A statewide effort to make it easier for people to vote is culminating this week. On Jan. 14, petitioners submitted tens of thousands of required signatures to the Division of Elections to earn the PFD voter registration initiative a spot on a ballot this fall. The campaign began late last year in Anchorage and snowballed to other communities, including Sitka, Ketchikan, Kotzebue, Bethel and Fairbanks. Overall, the PFD voter ballot initiative – a proposal that automatically registers people to vote at the same time they apply for their yearly payouts—has gained support from some 42,000 Alaskans. That’s nearly double the number it needed to make it on a ballot in case some signatures were invalid. Here’s John-Henry Heckendorn, the Anchorage-based campaign manager for the PFD voter initiative. “We’re confident that by overshooting the required mark by so much we’re going to make it onto the ballot.”

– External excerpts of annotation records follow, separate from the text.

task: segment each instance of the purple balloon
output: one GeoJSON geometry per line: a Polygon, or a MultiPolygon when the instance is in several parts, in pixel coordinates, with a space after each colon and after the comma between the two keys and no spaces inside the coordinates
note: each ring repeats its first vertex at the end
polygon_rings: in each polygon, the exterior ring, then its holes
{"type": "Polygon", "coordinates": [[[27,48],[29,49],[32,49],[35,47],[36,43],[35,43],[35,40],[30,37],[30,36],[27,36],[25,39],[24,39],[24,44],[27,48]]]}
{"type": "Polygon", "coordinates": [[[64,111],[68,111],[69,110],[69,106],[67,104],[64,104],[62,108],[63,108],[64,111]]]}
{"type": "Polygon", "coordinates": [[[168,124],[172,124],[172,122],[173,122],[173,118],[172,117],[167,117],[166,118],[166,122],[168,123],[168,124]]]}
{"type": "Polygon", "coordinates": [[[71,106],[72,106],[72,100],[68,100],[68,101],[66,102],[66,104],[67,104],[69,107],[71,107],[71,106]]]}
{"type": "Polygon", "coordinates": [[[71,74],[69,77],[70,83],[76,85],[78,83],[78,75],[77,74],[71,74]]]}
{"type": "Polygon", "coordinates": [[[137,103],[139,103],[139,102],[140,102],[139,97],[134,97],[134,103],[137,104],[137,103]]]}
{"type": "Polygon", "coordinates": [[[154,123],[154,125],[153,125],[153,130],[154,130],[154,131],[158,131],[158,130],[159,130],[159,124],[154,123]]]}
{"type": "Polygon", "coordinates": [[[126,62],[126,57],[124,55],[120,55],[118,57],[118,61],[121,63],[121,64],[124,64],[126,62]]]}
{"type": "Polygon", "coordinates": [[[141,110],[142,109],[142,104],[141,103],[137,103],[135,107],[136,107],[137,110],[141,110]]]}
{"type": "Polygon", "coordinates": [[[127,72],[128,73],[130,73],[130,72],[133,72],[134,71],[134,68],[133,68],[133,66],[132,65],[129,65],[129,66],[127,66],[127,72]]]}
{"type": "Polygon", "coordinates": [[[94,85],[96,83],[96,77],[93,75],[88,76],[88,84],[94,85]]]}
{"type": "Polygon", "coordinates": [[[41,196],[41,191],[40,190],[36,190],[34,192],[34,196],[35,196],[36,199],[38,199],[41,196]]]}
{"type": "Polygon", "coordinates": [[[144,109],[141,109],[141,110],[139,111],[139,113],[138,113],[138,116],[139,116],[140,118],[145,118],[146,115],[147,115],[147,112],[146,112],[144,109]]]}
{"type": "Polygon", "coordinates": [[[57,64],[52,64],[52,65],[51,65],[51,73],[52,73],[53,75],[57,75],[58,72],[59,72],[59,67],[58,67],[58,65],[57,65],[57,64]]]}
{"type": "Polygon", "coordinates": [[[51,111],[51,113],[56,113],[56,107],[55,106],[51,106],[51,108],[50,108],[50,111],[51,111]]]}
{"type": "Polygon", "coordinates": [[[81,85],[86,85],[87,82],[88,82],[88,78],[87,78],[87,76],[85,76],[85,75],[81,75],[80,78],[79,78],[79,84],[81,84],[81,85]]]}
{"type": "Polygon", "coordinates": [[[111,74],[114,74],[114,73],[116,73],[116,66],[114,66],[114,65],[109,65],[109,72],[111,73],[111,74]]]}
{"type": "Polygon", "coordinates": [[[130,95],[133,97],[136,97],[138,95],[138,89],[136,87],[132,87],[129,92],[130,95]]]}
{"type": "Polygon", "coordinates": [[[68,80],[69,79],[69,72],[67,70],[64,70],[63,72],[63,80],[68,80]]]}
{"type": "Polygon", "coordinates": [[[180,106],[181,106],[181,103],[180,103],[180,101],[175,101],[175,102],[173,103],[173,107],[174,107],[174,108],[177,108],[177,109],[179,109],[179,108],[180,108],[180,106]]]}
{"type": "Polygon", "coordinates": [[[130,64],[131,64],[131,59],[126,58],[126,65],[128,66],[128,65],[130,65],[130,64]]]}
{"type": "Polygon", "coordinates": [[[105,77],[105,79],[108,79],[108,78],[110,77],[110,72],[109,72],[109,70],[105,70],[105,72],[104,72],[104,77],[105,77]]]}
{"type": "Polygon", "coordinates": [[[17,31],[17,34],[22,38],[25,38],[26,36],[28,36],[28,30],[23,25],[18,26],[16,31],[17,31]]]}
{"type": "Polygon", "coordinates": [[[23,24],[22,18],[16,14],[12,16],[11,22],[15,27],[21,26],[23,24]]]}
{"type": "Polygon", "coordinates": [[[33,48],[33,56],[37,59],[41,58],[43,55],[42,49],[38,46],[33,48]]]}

After the Division of Elections combs through all the signatures, the proposal will likely show up in August’s primary or November’s general elections. Then, it will be up to voters.
Heckendorn says the “common sense” initiative was born out of a working group on elections reform, organized by Lt. Gov. Byron Mallot, and gained support across party lines.
The PFD voter ballot initiative is endorsed by a broad spectrum of agencies, including the NAACP, the League of Women voters and the Alaska Federation of Natives. The majority of the campaign’s funding has come from ANCSA Regional Association, Alaska Conservation Voters and the ACLU of Alaska.